All in all, wonderfully lightweight and versatile bottles and for that reason my backcountry water vessels of choice.  Like just about everything in life, though, they're not perfect.  I've called the plastic tough, but it is definitely not indestructible.  I've had a few punctures.  On those where I've done a post mortem the problem resulted from sudden contact with a sharp or pointed object rather than gradual abrasion or deterioration.  And the culprit isn't always obvious and needn't be razor-sharp.  An edge of a pot support on a backpacking stove (folded up and in its storage pouch), a right-angle corner on a lantern, and the bottom rim of a fuel canister have been to blame (along with the pack wearer's carelessness) for a tiny hole and seepage or, once when skiing, a gaping wound that resulting in a splat that emptied the bottle's contents in an instant.  Neither has happened often, but when it does the consequences can be serious.  In addition to soaking the contents of my pack (and maybe my posterior, an exhilarating experience in winter) my water capacity has been drastically reduced.  It's for this reason that I always carry a spare water container every time I use a Platy Bottle.  A pinprick-sized hole can sometimes be patched (Platypus sells patches for this purpose, and duct tape works once in a while) but in my experience never for long; for me a leaky Platy needs to be replaced.   I've never had a Platy leak at its seams.

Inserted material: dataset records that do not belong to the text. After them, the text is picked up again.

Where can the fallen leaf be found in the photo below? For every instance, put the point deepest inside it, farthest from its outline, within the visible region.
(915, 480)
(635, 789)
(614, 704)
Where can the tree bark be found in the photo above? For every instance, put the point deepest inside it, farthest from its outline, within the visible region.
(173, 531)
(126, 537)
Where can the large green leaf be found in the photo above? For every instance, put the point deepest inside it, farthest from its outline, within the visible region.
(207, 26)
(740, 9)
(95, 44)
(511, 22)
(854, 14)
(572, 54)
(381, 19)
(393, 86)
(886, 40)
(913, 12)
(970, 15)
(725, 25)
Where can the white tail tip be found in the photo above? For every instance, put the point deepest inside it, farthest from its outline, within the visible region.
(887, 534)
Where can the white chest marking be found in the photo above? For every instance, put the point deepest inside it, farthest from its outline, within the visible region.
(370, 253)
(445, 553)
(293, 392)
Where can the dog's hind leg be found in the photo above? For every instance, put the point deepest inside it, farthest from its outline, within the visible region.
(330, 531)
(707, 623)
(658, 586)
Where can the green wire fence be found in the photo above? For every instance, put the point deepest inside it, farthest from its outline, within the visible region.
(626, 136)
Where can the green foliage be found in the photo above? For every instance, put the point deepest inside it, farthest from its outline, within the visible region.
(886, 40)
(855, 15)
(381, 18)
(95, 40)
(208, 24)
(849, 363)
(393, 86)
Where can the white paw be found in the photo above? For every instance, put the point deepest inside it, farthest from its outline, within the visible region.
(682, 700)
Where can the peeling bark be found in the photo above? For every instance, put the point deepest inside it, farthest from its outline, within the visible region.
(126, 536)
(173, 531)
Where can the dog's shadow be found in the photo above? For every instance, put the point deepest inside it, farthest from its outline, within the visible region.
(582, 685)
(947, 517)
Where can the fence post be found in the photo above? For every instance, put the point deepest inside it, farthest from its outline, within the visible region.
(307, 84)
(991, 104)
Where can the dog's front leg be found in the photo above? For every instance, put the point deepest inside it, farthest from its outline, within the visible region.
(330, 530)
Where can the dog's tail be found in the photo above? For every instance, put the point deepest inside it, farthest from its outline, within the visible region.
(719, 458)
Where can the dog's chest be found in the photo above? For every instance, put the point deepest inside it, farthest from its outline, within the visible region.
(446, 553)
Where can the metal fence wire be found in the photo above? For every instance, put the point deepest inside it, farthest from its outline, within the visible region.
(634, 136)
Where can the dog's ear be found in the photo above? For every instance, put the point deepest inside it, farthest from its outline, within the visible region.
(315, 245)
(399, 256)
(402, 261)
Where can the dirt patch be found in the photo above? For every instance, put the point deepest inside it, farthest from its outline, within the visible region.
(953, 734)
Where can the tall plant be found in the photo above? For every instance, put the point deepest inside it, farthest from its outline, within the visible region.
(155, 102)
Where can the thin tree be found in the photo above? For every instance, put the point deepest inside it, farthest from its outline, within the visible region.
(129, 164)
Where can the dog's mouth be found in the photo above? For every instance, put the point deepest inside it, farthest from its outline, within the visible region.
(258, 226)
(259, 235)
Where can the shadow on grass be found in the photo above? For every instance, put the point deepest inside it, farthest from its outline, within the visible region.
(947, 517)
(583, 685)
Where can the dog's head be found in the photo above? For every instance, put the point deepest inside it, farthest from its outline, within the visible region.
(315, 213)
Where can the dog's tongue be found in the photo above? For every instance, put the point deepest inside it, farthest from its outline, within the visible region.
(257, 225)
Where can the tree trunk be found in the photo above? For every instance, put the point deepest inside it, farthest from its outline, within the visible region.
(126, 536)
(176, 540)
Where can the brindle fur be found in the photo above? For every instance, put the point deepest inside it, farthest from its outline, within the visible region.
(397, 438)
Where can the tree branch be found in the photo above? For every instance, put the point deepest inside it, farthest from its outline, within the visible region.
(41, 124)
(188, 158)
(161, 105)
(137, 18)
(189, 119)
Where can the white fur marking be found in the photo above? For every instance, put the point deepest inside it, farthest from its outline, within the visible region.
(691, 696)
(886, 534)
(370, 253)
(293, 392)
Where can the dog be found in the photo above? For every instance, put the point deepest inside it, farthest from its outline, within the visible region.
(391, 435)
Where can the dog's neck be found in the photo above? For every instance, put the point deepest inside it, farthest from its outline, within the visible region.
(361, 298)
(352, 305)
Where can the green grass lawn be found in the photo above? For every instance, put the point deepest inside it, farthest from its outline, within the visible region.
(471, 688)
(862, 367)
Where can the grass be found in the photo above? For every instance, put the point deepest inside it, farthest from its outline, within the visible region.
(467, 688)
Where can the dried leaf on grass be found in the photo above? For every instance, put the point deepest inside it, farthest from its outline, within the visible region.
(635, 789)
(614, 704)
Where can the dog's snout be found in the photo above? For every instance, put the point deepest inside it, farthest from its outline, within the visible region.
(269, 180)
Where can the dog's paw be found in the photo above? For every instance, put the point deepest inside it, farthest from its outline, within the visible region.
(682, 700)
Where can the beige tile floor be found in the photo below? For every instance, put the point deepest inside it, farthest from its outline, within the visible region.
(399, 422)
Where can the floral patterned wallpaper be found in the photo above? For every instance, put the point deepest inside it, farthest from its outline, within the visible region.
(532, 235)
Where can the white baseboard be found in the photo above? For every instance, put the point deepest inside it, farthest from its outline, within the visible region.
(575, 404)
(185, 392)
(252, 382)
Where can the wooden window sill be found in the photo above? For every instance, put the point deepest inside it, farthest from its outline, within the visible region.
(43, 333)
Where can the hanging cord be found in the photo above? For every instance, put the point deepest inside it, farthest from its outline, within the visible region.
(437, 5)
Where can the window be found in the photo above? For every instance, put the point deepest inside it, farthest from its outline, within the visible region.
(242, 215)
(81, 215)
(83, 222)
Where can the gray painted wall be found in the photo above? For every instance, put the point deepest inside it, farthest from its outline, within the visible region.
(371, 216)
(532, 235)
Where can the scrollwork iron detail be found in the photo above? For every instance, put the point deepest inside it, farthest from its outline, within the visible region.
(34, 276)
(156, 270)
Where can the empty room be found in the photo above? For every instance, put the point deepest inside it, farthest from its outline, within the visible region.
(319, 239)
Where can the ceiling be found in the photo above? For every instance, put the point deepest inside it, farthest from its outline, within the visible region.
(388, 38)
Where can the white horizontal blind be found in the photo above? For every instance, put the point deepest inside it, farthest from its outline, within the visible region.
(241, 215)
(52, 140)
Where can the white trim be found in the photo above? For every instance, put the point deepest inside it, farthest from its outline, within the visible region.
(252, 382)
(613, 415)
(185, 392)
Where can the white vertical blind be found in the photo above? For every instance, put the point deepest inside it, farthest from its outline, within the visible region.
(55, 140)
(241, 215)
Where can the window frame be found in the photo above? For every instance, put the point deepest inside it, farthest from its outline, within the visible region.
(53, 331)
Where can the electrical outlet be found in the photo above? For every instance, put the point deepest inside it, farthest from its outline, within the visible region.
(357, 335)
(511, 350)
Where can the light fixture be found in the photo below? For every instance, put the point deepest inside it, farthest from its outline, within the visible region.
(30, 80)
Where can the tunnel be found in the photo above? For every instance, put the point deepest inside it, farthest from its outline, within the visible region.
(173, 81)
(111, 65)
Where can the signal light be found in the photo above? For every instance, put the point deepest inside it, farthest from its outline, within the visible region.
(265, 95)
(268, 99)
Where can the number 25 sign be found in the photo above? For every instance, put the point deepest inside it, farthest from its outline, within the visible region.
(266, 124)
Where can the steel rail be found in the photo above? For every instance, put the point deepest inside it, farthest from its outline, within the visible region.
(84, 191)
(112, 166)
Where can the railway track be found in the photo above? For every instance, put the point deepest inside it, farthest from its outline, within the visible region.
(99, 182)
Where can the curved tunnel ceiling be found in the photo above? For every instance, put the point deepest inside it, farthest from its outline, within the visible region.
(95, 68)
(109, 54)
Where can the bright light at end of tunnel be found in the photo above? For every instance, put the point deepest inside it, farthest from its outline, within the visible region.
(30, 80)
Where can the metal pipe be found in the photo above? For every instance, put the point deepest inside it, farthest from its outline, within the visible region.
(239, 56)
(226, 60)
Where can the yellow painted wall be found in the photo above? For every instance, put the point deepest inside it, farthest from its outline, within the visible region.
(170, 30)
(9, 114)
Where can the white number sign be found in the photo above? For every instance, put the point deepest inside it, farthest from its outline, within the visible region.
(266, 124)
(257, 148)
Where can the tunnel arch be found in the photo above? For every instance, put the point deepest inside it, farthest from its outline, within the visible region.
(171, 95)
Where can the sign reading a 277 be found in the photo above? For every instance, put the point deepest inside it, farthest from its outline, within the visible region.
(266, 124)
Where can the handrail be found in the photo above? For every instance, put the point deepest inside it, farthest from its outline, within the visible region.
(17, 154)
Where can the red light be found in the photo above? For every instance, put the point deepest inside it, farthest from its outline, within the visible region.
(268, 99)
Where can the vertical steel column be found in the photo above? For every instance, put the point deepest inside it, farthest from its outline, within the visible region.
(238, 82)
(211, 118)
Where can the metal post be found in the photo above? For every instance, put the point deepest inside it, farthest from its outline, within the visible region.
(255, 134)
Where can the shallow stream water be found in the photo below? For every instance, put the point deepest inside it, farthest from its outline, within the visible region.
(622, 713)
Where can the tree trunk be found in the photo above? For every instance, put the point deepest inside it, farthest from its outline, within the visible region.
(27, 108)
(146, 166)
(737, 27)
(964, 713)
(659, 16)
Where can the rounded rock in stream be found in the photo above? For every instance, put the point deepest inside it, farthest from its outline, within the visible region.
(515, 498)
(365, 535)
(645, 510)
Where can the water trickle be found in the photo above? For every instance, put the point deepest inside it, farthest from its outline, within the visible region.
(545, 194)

I clean these bottles periodically by filling with a mild solution of water and unscented bleach, sloshing this around, and then rinsing it out after a few hours.  I rarely use a Platy for anything but water or water treated with a hypotonic tablet or powder, so cleaning is ordinarily done for sanitation only, not to remove the taste of whatever had been inside.  Chlorine dioxide, my usual water treatment, hasn't affected color or strength of a Platy.

The only design feature with which I have any real issue is the bottle's small mouth.   It's only 1.8 inches (46 mm) inside diameter, slightly smaller than the mouth of a beer bottle.  This can make filling it from a shallow stream frustrating, as I often travel without a water filter.  It also means slower drying after emptying the bottle and more difficult cleaning.